# My private space



## wlanboy (Jul 5, 2013)

This thread is all about posting private homepages. Maybe some other board members might run a homepage on their vps too. I am looking forward for links.

So I will start with wlanboy.com - tweeter archive.

.

All done in Ruby running on a Thin cluster living on a 96MB vps from ServerDragon.

The MongoDB is running on a Ramnode SSD vps.

Main purpose: Twitter archive of all vps related twitter accounts.

Twitter and all other social services are banned on work so I needed a remote twitter client. After some time a search/RSS feed was added too.

PS: If a twitter account is missing - just PM me. I don't want to miss one.


----------



## NodeBytes (Jul 5, 2013)

Does it have to be VPS/Server related?


----------



## wlanboy (Jul 5, 2013)

bcarlsonmedia said:


> Does it have to be VPS/Server related?


Not at all!


----------



## NodeBytes (Jul 5, 2013)

Alright, I'll remove the whitelist on my private page and post it up soon.


----------



## Shados (Jul 5, 2013)

Not all that 'private' if it's publicly accessible . Maybe 'personal' would be a better term?


----------



## peterw (Jul 5, 2013)

Shados said:


> Maybe 'personal' would be a better term?
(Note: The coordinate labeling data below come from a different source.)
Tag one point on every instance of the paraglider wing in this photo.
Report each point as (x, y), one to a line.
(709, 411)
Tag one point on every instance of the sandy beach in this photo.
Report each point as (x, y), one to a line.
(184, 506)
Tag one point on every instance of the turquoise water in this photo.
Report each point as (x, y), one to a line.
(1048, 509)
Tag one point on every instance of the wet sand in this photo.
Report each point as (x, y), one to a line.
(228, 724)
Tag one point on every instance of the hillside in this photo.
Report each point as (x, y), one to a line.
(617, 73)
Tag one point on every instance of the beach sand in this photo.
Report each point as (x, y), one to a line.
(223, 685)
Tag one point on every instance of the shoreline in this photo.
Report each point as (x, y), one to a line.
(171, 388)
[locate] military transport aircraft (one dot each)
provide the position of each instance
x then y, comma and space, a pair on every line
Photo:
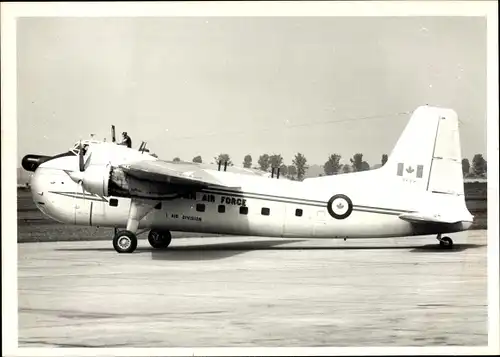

Yes personal sounds better. Or for wlanboy: personligt ikke private.


----------



## wlanboy (Jul 5, 2013)

Result of posting the domain:


2x cross site request forgery
3x session hijacking
and of course someone (@acd  ) tried 127.0.0.1 && rm -Rf /
All without any impact but I really love the people who just want to test my webpage by trying to delete my database or disk :mellow: .


----------



## blergh (Jul 5, 2013)

This reminds me that i should probably get a personal site up, but then again why?


----------